Height: The Great Dane can be a tall breed of dog ranging from 21–27 inches at the shoulder to 58–75 pounds for a small dog. These dogs are usually 20 to 24 inches in height and weigh between 70 and 100 pounds.
Life Expectancy: On average, the Great Dane lives about 7 to 10 years. However, they have been known to live as long as 13 years; however, this is rare. There are also cases when these dogs have died at the age of 6 months; therefore, no accurate conclusion can be drawn about its life span.
The Great Dane does not have the highest lifespan among dogs, but it can live up to 12 years old in good health. The Great Dane suffers from one common disease: hip dysplasia, a hip joint problem. The Great Dane is susceptible to several other health problems: canine elbow dysplasia (CD), cataracts, Legg-calve-perianal disease, progressive retinal atrophy (PRA), hypothyroidism, diabetes mellitus, and epilepsy.
The Great Dane should be given a high-quality dry dog food that contains at least 24% protein. It also requires nutrients such as calcium, phosphorous, and vitamins A & D for strong bones and teeth. Most commercial dog food manufacturers produce some quality products for large breed dogs, including the Great Dane.
Environment: The Great Dane is an energetic breed of dog that can live in an apartment or a house. It does not require much space, but it does have an urge to run and play. In some instances, the Great Dane owner might have to be in a large house with a reasonably large yard due to its size.
Playing: The Great Dane is a high-energy dog that loves to run and play. Due to its size, it is not suitable for playing with smaller dogs. It is very intelligent and social, but it does not interact well with other animals or small children. Its size means that it needs space and won’t do well in an apartment or a house without space for running around in the yard.
Lifestyle: The Great Dane is not recommended for families with young children. It is a large, active dog that requires plenty of exercises every day. This breed tends to jump into the laps of its owner and children; therefore, it needs to be taught from an early age to jump on its own bed or couch instead of people’s laps.
Training: The Great Dane is an intelligent dog that can be trained easily if the owner is firm and consistent. Since it is prone to jumping on people, it should be trained from a very early age to remain calm when greeting people and other dogs. If the dog owner knows who will be at the house, he can keep the dog on its leash until that person comes in to avoid large amounts of jumping.
The dog owner must be very firm and consistent with keeping its behavior obedient and well-mannered. Without proper obedience training, this dog can become aggressive in the house and try to bite people who approach it.

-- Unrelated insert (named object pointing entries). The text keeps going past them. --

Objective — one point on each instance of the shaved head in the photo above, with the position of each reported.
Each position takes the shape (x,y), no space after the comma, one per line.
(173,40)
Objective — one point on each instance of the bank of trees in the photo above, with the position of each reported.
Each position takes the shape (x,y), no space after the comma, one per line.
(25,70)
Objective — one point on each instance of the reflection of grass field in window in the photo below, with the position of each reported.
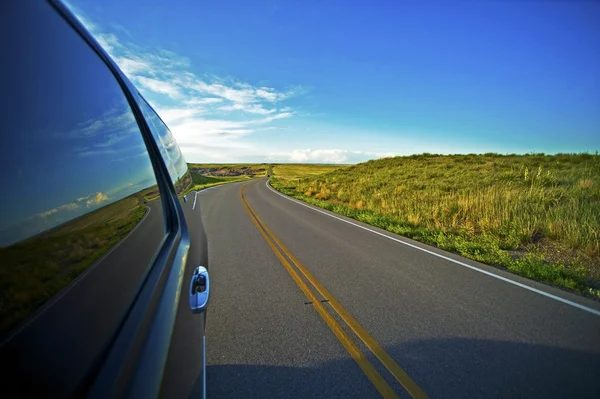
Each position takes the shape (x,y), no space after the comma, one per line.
(36,269)
(535,215)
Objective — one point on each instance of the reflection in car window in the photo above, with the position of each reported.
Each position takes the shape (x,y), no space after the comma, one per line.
(75,174)
(169,150)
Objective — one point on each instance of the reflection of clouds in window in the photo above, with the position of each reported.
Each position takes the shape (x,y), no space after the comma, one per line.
(53,217)
(168,147)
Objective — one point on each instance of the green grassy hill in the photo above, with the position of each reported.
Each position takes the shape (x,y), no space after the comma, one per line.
(535,215)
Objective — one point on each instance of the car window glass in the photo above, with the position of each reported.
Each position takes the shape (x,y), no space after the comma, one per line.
(168,148)
(80,211)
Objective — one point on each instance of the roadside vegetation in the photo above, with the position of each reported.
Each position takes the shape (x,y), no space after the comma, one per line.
(535,215)
(299,171)
(201,181)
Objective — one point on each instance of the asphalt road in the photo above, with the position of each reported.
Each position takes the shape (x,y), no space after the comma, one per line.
(439,326)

Activity: The Great Dane is a very active dog. It needs regular exercise every day. It is recommended to take it running, for example, or do other activities to run and get some exercise. This is especially important when the dog is young; otherwise, it may become overweight and develop health conditions. The exercise should always be monitored because this breed can get very moody if not given enough.
Living conditions: The Great Dane is a dog that can adapt to apartment life no problem, but it needs some space and plenty of exercise to be happy. If the owners want it to live outside of an apartment, then the dog must have a lot of room to move around and play and socialize with other dogs. This breed is not recommended for people living in an urban environment because it does not like being alone in a yard.